Beyond Machiavelli: Tools for Coping With Conflict
By Roger Fisher, Elizabeth Kopelman and Andrea Kupfer Schneider
Summary written by Conflict Research Consortium Staff
Citation: Beyond Machiavelli: Tools for Coping With Conflict, 2nd ed. Roger Fisher, Elizabeth Kopelman and Andrea Kupfer Schneider. Cambridge: Harvard University Press, 1996. <http://books.google.com/books/about/Beyond_Machiavelli.html?id=sdHZAAAAMAAJ>.
This book seeks to teach the general public how to effectively handle conflict. The authors introduce general conceptual frameworks and specific techniques, which aid individuals in transcending conflict.
Beyond Machiavelli argues that individuals can make important contributions to complex conflicts. It offers tools and guidelines to help individuals respond effectively to conflict.
Beyond Machiavelli will be of interest to those who seek ways to contribute to the resolution of complex conflicts, and to influence decision-makers. This work is divided into six chapters, with an introduction and conclusion. In their Preface the authors explain that this text arose from their experience teaching a Harvard University course entitled Coping with International Conflict. While the course focused on international conflict, the students reported that the coping mechanisms studied in class were also helpful in handling disputes in their daily lives. The title of this book refers to the 16th century political theorist Niccolo Machiavelli, whose classic treatise, The Prince, advised monarchs on how to most effectively rule their subjects. The authors hope that their text will both advise the reader, and enable the reader to advise others on how to best handle conflict.
Chapter One advises the reader, when faced with a conflict, to think in terms of creating "a process for handling a flow of problems, rather than to think about 'solving' a particular problem once and for all." Conflicts should be approached in a purposive, forward-looking manner, rather than merely reactively; one should respond to situations in light of greater interests and goals. This chapter concludes with a brief discussion of how to formulate forward-looking purposes.

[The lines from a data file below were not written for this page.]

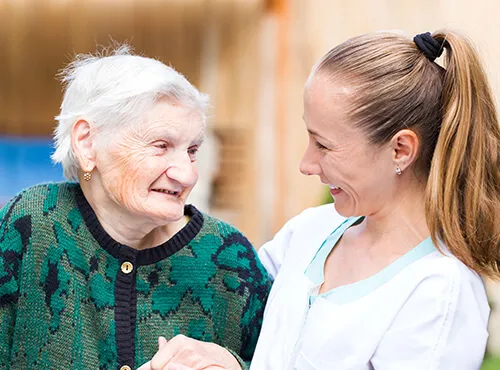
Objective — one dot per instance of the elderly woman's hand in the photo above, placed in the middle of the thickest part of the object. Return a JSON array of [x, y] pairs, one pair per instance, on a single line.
[[183, 353]]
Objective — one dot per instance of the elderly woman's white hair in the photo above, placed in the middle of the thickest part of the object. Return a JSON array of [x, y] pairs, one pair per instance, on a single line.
[[112, 91]]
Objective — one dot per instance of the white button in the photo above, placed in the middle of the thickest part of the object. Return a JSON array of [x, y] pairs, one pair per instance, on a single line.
[[127, 268]]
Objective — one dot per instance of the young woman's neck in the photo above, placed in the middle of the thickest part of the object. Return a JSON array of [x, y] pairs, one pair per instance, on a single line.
[[401, 222]]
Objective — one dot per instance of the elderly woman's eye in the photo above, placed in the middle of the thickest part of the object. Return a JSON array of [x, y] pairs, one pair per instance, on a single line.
[[192, 153], [161, 145]]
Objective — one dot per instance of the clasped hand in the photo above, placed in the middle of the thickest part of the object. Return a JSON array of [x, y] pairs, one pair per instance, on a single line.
[[183, 353]]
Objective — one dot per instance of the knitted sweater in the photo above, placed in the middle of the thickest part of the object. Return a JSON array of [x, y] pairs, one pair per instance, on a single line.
[[71, 297]]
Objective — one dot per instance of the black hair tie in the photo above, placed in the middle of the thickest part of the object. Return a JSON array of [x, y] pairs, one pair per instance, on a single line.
[[428, 45]]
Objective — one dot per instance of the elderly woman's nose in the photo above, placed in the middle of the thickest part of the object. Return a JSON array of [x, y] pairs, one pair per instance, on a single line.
[[308, 166], [183, 172]]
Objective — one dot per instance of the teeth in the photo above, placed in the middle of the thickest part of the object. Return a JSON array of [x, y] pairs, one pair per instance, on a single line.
[[166, 191]]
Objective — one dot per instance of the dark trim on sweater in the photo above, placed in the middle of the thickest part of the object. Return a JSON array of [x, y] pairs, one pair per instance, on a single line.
[[146, 256], [125, 284]]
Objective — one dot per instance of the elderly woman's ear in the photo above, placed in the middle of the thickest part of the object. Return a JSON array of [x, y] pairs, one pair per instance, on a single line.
[[83, 144]]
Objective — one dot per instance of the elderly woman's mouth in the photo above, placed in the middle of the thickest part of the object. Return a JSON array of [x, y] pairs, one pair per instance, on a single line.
[[165, 191]]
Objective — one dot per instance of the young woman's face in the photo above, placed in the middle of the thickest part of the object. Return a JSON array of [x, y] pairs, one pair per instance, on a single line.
[[360, 175]]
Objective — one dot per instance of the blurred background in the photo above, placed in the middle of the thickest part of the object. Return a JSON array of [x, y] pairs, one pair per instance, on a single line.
[[251, 56]]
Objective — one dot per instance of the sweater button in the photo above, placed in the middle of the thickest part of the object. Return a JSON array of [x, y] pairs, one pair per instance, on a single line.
[[127, 268]]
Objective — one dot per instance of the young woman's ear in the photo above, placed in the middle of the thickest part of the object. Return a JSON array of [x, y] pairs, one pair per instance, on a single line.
[[405, 145]]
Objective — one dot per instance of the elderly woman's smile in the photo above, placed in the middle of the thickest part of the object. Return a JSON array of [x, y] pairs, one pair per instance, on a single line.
[[149, 168]]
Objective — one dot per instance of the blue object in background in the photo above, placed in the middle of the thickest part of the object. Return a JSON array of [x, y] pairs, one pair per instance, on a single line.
[[25, 162]]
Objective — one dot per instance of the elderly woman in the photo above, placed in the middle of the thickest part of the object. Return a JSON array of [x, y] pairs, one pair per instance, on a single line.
[[388, 276], [92, 272]]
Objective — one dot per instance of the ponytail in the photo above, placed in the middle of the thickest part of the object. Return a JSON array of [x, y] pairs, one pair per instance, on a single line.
[[463, 189]]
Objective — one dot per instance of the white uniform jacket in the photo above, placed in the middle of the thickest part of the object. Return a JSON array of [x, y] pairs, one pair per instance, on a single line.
[[430, 312]]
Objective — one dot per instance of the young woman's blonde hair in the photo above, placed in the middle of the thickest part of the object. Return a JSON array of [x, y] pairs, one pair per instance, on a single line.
[[394, 86]]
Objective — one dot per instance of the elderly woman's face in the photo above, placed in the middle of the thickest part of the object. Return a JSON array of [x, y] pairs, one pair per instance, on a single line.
[[359, 174], [149, 169]]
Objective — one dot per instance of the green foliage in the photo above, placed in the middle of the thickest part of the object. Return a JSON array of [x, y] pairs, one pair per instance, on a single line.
[[491, 363]]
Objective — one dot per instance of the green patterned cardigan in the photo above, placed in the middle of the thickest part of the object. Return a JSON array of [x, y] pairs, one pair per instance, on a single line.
[[71, 297]]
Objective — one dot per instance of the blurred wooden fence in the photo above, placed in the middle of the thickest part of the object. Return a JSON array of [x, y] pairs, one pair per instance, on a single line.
[[37, 38]]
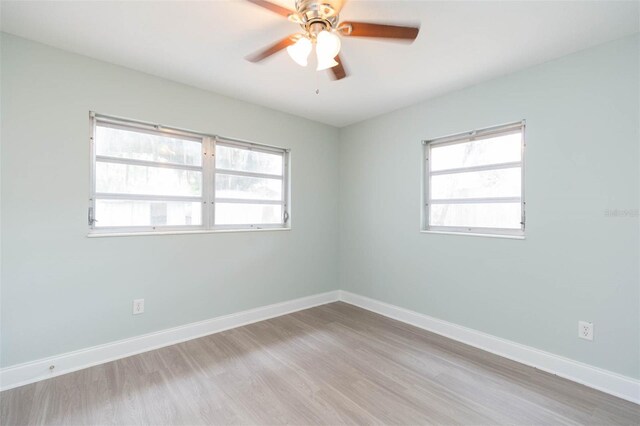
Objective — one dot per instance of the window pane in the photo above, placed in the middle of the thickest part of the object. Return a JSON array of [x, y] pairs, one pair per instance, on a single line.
[[146, 146], [500, 149], [487, 183], [130, 179], [245, 187], [248, 161], [488, 215], [247, 214], [147, 213]]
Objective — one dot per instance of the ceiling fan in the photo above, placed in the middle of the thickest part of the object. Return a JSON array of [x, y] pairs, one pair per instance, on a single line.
[[321, 26]]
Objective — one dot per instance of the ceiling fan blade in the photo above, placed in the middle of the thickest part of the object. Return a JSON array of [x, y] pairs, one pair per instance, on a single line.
[[273, 7], [270, 50], [365, 29], [338, 72]]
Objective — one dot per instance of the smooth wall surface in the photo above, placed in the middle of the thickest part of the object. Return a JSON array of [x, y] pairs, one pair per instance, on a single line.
[[62, 291], [580, 259]]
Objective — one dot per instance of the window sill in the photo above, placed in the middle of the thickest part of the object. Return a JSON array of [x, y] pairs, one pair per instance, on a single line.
[[208, 231], [471, 234]]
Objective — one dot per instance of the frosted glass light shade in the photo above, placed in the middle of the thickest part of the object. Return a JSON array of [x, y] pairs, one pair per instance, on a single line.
[[300, 50]]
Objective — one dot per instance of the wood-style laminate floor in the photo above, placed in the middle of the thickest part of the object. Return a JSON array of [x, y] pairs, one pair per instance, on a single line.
[[334, 364]]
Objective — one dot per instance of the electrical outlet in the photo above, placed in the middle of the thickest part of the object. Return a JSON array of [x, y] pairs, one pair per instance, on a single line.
[[585, 330], [138, 306]]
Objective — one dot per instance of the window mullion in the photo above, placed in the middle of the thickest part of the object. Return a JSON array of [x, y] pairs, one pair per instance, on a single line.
[[212, 178]]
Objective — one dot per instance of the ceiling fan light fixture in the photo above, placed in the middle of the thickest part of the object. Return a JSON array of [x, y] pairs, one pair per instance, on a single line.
[[327, 48], [300, 50]]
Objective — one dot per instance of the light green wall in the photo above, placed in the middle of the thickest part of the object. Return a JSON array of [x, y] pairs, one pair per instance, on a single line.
[[582, 158], [63, 291]]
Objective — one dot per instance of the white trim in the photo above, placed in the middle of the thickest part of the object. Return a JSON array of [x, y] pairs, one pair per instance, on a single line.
[[606, 381], [187, 232], [603, 380], [472, 234], [30, 372]]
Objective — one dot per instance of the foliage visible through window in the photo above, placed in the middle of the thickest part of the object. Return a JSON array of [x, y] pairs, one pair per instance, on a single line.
[[150, 179], [473, 182]]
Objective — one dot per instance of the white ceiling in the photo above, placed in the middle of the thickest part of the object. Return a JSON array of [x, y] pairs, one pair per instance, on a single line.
[[203, 44]]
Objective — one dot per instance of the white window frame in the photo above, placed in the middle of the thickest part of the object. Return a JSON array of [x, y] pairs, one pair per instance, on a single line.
[[208, 170], [517, 127]]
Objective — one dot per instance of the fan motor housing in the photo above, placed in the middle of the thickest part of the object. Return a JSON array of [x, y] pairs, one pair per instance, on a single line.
[[313, 12]]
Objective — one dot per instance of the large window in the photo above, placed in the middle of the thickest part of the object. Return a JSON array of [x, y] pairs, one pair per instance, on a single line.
[[473, 182], [148, 178]]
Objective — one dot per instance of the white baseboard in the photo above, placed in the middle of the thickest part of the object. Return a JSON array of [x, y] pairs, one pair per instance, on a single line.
[[29, 372], [606, 381], [603, 380]]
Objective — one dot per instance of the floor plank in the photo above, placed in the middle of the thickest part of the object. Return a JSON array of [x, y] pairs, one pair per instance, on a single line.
[[334, 364]]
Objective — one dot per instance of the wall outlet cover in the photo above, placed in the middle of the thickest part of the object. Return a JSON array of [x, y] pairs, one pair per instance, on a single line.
[[138, 306], [585, 330]]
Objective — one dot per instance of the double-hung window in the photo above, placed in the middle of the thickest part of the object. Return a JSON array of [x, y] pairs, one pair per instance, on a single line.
[[473, 182], [149, 178]]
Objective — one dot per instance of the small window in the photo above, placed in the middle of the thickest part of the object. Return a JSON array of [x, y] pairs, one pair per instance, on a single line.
[[147, 178], [473, 182]]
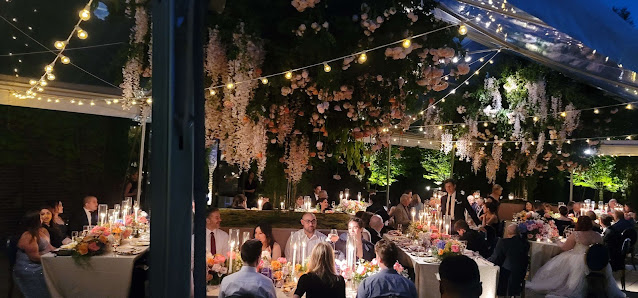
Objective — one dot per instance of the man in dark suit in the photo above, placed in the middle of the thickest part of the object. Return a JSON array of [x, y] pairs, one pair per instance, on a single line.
[[456, 205], [86, 217], [511, 255], [475, 241]]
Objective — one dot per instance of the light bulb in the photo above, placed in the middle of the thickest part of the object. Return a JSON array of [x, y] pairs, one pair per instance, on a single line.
[[85, 14], [82, 34], [363, 58], [59, 44], [462, 29]]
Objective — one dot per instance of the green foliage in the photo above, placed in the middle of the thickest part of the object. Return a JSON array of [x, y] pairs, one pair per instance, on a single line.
[[437, 165], [601, 175]]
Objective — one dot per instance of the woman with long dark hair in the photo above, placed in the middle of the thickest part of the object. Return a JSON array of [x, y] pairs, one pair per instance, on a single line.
[[263, 233], [322, 279], [33, 243]]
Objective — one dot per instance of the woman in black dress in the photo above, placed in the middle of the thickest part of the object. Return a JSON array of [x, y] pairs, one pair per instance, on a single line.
[[322, 279]]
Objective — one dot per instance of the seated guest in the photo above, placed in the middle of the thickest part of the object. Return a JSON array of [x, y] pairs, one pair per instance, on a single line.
[[387, 282], [376, 228], [33, 243], [322, 279], [56, 236], [308, 235], [613, 240], [563, 221], [239, 202], [475, 241], [247, 282], [263, 233], [511, 255], [460, 278], [378, 207], [592, 215], [86, 217], [400, 212], [364, 248], [620, 223]]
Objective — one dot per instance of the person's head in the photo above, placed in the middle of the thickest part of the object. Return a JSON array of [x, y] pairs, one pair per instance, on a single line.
[[497, 191], [239, 201], [321, 262], [376, 222], [90, 203], [460, 226], [562, 210], [511, 230], [251, 252], [584, 224], [387, 252], [46, 215], [317, 189], [606, 220], [213, 219], [459, 278], [309, 223], [354, 227], [263, 233], [450, 186], [56, 206]]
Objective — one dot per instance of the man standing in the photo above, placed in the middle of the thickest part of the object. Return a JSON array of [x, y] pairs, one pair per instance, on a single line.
[[387, 282], [247, 282], [308, 235], [86, 217], [455, 205]]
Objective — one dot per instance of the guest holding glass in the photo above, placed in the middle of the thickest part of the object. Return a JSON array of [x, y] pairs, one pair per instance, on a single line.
[[321, 280], [32, 244], [263, 233]]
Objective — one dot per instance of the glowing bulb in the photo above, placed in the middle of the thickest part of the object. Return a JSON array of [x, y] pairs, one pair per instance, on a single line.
[[363, 58], [59, 44], [82, 34], [462, 29], [85, 14]]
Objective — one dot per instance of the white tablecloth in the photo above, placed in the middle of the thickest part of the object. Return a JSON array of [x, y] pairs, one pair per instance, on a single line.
[[427, 285], [108, 275]]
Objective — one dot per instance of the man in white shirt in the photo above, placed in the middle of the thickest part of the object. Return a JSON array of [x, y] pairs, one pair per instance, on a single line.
[[247, 282], [308, 235]]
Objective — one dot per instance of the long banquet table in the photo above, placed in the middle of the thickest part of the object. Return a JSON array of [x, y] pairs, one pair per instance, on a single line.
[[426, 281], [107, 275]]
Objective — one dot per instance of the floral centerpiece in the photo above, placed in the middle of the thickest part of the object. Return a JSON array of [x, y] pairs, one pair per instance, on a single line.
[[443, 248], [351, 206], [538, 229]]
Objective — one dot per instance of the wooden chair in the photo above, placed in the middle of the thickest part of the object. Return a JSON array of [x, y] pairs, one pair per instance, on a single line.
[[633, 236]]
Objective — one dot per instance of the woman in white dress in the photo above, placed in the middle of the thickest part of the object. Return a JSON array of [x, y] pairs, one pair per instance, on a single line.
[[565, 274]]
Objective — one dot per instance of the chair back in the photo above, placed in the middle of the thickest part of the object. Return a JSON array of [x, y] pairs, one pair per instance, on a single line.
[[630, 234], [597, 257]]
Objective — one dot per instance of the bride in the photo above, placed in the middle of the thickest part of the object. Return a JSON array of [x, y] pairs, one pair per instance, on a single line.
[[564, 275]]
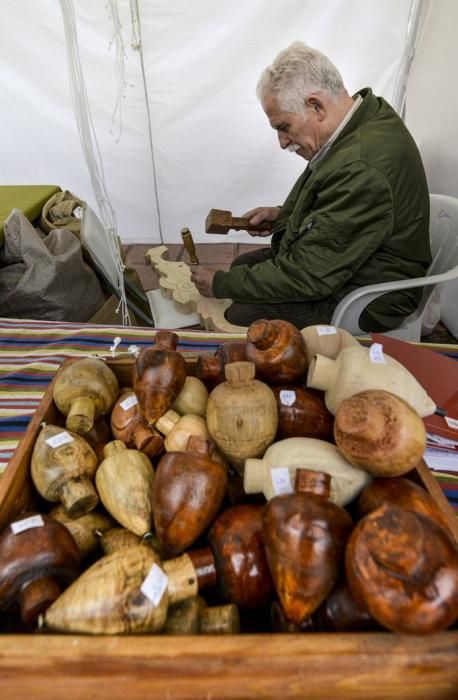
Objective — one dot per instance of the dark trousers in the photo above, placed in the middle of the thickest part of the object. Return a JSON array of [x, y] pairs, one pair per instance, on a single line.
[[299, 313]]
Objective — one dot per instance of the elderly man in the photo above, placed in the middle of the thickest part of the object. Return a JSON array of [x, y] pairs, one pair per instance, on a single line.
[[359, 213]]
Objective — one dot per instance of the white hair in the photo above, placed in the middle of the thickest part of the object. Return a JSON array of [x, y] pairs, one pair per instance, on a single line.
[[295, 73]]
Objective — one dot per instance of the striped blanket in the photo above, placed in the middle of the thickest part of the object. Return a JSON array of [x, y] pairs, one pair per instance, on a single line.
[[31, 352]]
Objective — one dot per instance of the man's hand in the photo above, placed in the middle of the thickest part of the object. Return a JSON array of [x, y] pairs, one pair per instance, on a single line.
[[203, 279], [259, 215]]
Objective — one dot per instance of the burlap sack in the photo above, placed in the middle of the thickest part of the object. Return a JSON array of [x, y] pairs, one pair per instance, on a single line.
[[45, 278]]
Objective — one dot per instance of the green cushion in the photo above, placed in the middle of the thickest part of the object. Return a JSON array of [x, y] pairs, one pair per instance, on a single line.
[[30, 199]]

Chapter Two discusses the importance of understanding your opponents interests, motivations and positions. The authors suggest techniques both to help the individual understand the opponent's perceptions, and to view the issues from a more neutral perspective. Chapter Three stresses the need to analyze past interactions in order to better understand the present conflict. Two approaches are suggested. "The first is to analyze past events in terms of the message we have been sending, as it has been received by the other side. The second is to analyze the resulting choice that the other decision-makers have seen themselves as facing." An important step in resolving conflict is to focus on changing the other side's perception of the choice they face, making that choice more palatable. The authors offer techniques for identifying and modifying an opponent's perceived choice.
Chapter four suggests methods for generating fresh ideas and new approaches to existing conflicts. The authors describe the Four-Quadrant Analysis approach to systematic problem-solving. This approach divides thought into four categories: identifying the problem, making general diagnoses, describing general approaches, and identifying immediately helpful actions. This sort of problem-solving analysis may then be applied to each of the seven elements of a conflict situation: interests, options, legitimacy, relationship, communication, commitment, and alternatives. This approach can be used to structure group or individual brainstorming sessions. The goal of such problem-solving analysis is to help individuals formulate good advise, and Chapter Five describes how to formulate productive proposals. Proposals should present a specific option which could realistically be accepted, and which if accepted would result in some concrete action being taken. The authors discuss how to identify and reach decision-makers. This chapter also examines the ethical issues raised by attempts to persuade others, and suggests some ethical criteria by which to evaluate a proposal.
Chapter Six calls for taking a process oriented view not just toward particular conflicts, but to the mechanisms for conflict resolution itself. They discuss the need to "change the game," to change the way in which international (and other) conflicts are currently handled. They apply the approach and analysis outlined above to current mechanisms for handling international conflict. The authors conclude that while conflicts are inevitable, better coping methods can make conflicts more productive. One key to better coping is asking better questions.
Beyond Machiavelli describes specific yet versatile techniques for understanding and managing conflicts. This text is extremely clear and readable, and its points are copiously illustrated with charts and case studies.